- Barbardiya Location within Lumbini Province Barbardiya Location within Nepal
- Coordinates: 28°19′00″N 81°23′14″E﻿ / ﻿28.316528°N 81.387199°E
- Country: Nepal
- Province: Lumbini
- District: Bardiya
- No. of wards: 11
- Established: 10 March 2017
- Incorporated (VDC): Baniyabhar, Padanaha, Magaragadi and Dhadhawar

Government
- • Type: Mayor–council
- • Body: Barbardiya Municipality Municipality
- • Mayor: Chhabilal Tharu
- • Deputy Mayor: Ratna Panday

Area
- • Total: 226.09 km^{2} (87.29 sq mi)

Population (2021)
- • Total: 72,533
- • Density: 320.81/km^{2} (830.91/sq mi)
- Time zone: UTC+05:45 (NPT)
- Website: barbardiyamun.gov.np

= Barbardiya =

Barbardiya Municipality (बारबर्दिया) is a municipality located in Bardiya District in Lumbini Province of Nepal.

On 10 March 2017 Government of Nepal announced 744 local level units as per the new constitution of Nepal 2015. On the same date this municipality also came into existence, merging the then VDCs of Baniyabhar, Padanaha, Magaragadi and Dhadhawar.
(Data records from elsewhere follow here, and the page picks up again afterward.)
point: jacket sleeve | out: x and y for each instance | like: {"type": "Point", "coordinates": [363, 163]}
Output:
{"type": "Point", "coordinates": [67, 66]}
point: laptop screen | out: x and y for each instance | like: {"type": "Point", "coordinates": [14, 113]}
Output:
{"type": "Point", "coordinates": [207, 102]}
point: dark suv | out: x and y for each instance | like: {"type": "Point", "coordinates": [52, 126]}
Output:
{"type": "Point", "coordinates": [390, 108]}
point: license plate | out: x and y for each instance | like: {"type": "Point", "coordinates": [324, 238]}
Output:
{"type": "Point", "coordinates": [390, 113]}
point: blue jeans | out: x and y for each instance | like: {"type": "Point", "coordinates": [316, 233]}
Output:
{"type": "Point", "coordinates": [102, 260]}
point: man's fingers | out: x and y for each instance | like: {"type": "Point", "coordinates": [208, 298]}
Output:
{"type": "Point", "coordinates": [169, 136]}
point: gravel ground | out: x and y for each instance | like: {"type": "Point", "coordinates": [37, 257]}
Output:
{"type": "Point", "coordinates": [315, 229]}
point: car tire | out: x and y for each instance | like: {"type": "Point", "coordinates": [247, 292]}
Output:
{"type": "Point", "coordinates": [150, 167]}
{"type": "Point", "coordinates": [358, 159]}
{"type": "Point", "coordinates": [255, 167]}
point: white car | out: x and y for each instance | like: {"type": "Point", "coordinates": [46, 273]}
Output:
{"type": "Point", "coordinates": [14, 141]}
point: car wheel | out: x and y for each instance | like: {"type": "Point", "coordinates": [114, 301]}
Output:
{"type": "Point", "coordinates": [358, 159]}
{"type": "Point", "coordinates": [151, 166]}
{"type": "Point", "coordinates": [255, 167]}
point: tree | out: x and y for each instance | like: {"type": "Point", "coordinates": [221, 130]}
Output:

The municipality is situated in the center of the district on the latitudes of 28 degree 26 minute to 28 degree 36 minute north and longitude 81 degree 30 minute to 81 degree 50 minute east. The municipality is surrounded by Bansgadhi municipality in the east, Madhuban municipality in the west, Thakurbaba municipality and Bardiya National Park in the north and Gulariya municipality in the south. Total population of the municipality is 68012 and the total area of the municipality is 226.09 km2 and the municipality is divided into total 11 wards.

==Demographics==
At the time of the 2021 Nepal census, Barbadiya Municipality had a population of 72,533. Of these, 72.5% spoke Tharu, 24.3% Nepali, 1.8% Magar, 0.4% Raji, 0.2% Avadhi, 0.1% Achhami and 0.1% Hindi as their first language.

In terms of ethnicity/caste, 74.0% were Tharu, 9.7% Chhetri, 4.7% Hill Brahmin, 3.6% Bishwokarma, 2.8% Magar, 1.7% Damai/Dholi, 1.1% Sanyasi/Dasnami, 1.1% Thakuri, 0.8% Sarki, 0.4% Raji, 0.3% Badi, 0.3% Gurung, 0.2% Musalman, 0.1% other Dalit, 0.1% Kumal, 0.1% Lohar, 0.1% Newar, 0.1% Tamang, 0.1% other Terai and 0.1% others.

In terms of religion, 94.9% were Hindu, 4.0% Christian, 0.8% Buddhist and 0.3% Islam.

In terms of literacy, 79.1% could read and write, 1.9% could only read and 19.0% could neither read nor write.